Work to improve London Bridge station as part of the Thameslink upgrade is giving archaeologists their first access to this important historical site since the Victorians carved it up with railways around 150 years ago. Substantial Roman remains, as well as foundations and objects from the Saxon and Medieval times, have recently been uncovered, reports SE1 website.
Besides the station dig, the area has recently seen extensive mud-shovelling to build The Shard and The Place, as well as reworking bridges and buildings around Borough Market. The turmoil is yielding a steady stream of discoveries on this most ancient part of London, settled by the Romans at the same time as Londonium across the Thames.
Perhaps the biggest find is the remains of one of the earliest buildings known in Southwark. A pit near Joiner Street has yielded 17 timber piles, part of a structure from the first century AD. Little is known about this eastern edge of Southwark in Roman times, and these are exciting times for excavators. Two years ago, a Roman baths was found on Borough High Street.

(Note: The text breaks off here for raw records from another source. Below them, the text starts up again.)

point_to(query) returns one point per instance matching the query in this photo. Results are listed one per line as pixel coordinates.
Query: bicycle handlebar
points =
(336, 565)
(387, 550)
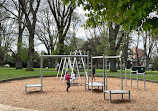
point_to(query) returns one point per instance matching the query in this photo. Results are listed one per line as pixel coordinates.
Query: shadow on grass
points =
(121, 101)
(35, 92)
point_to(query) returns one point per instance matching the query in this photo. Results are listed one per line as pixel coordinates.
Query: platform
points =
(95, 84)
(117, 92)
(32, 85)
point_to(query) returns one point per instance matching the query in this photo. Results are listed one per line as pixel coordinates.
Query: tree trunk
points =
(30, 52)
(18, 57)
(112, 52)
(147, 63)
(61, 44)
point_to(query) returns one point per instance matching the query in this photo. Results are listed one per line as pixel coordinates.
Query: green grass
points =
(9, 73)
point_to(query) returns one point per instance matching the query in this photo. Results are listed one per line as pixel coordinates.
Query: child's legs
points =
(68, 85)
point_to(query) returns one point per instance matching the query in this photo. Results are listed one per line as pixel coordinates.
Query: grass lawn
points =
(9, 73)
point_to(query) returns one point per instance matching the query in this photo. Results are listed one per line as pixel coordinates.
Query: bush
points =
(155, 64)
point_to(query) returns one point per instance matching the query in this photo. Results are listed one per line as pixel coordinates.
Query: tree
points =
(6, 34)
(46, 31)
(62, 14)
(11, 7)
(126, 13)
(30, 9)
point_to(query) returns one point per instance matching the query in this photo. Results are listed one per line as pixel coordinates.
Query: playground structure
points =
(110, 92)
(53, 56)
(72, 65)
(138, 70)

Most discoveries will go to the Museum of London. As part of planning consent, a display area of artefacts will also be constructed in the new London Bridge station.
SE1 website has a lengthy report with photographs.
The image at top, by the way, is a model of Roman London found in the basement of All Hallows by the Tower. It was built in the 1920s and lacks a few major Roman landmarks — most notably the amphitheatre now under Guildhall — that had yet to be discovered.